Не под силу симпатии выжить во что-то заново.
Да и sympathy – жалость, что мне не знакома отроду.
Здесь у нас симбиоз, сим-салабим-сезамовый.
Стратосфера из страсти, далекой от танца бёдрами.
Ни блеска, ни нищеты тебе куртизановой.
Ни блэкджэка.
Одна тёть Люба с пустыми вёдрами.
Повзрослеть – это значит забить. Пусть я буду детская,
и смешная, как будто мне вновь четырнадцать.
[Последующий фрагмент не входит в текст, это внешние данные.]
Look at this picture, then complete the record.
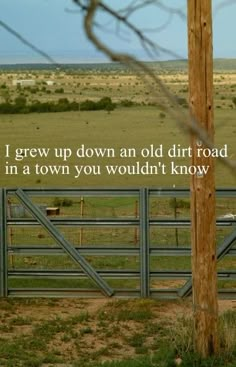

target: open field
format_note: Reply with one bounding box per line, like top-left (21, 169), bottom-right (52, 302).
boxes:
top-left (0, 62), bottom-right (236, 367)
top-left (0, 106), bottom-right (236, 187)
Не изменится ни время, ни место действия.
Нам бы рома со льдом.
И к Чёрному морю двинуться.
Слово best искони заложено в слове бестия,
как друг в друге – мы.
Так давай же взрывать гостиницы.
Я работаю там, где снег
Я работаю там, где снег. Очень много снега.
Лишь дурак по этому снегу пройдет ногами.
Я встречаю человека за человеком,
желающих потрогать его руками.
Эти люди идут не ко мне, а к сугробам в гости.
Я улыбаюсь, дарю им свои рисунки.
Они набирают снега полные горсти.
Размещают бескрайний Север в пределах сумки.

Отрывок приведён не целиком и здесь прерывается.